As shown in the video on the applications page, a cantilever is fixed at both ends, in which one end is on a linear stage that can be displaced in the vertical direction. The video was taken before the electronics were moved into the more aesthetically pleasing circuit board and 3D printed enclosure. By displacing the beam in the vertical direction, strain being placed into the cantilever and the deflection curve changes. An optical emitter / detector pair is configured to detect the position of the cantilever at one location. Amplification and filtering electronics amplify this signal and send it to a microcontroller (dsPIC), which carries out a control loop and is configured to send a pulse of current in phase with the oscillation of the beam, allowing it to sustain its oscillation. If there is more deflection (stress) for the magnetic field induced by current to act on, there is more ‘kick’ creating a greater oscillatory magnitude.

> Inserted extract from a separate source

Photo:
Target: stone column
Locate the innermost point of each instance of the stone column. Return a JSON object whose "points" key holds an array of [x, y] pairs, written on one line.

It’s this setup that really shows the potential. The magnitude of the oscillation is proportional to the deflection (or strain) of the beam, such that what is being demonstrated is an ‘active’ strain element measuring deflections of less than 1mm on a beam that was 55mm long, in which the magnitude is changing close to 100mV for 0.1mm of deflection in the regions the slope is the greatest, all with minimal resources applied to optimize the signal. In regards to the plot of AC RMS Versus Deflection, this is a figure indicating the amplitude of oscillation versus deflection, in which the RMS is 0 where the oscillation ceased. The measurement of ‘0’ being the neutral axis wasn’t exact as the measurements taken were relative. It seems that with a pre-load applied and environment controlled, the effect could be harnessed to produce a very good measurement of strain or force.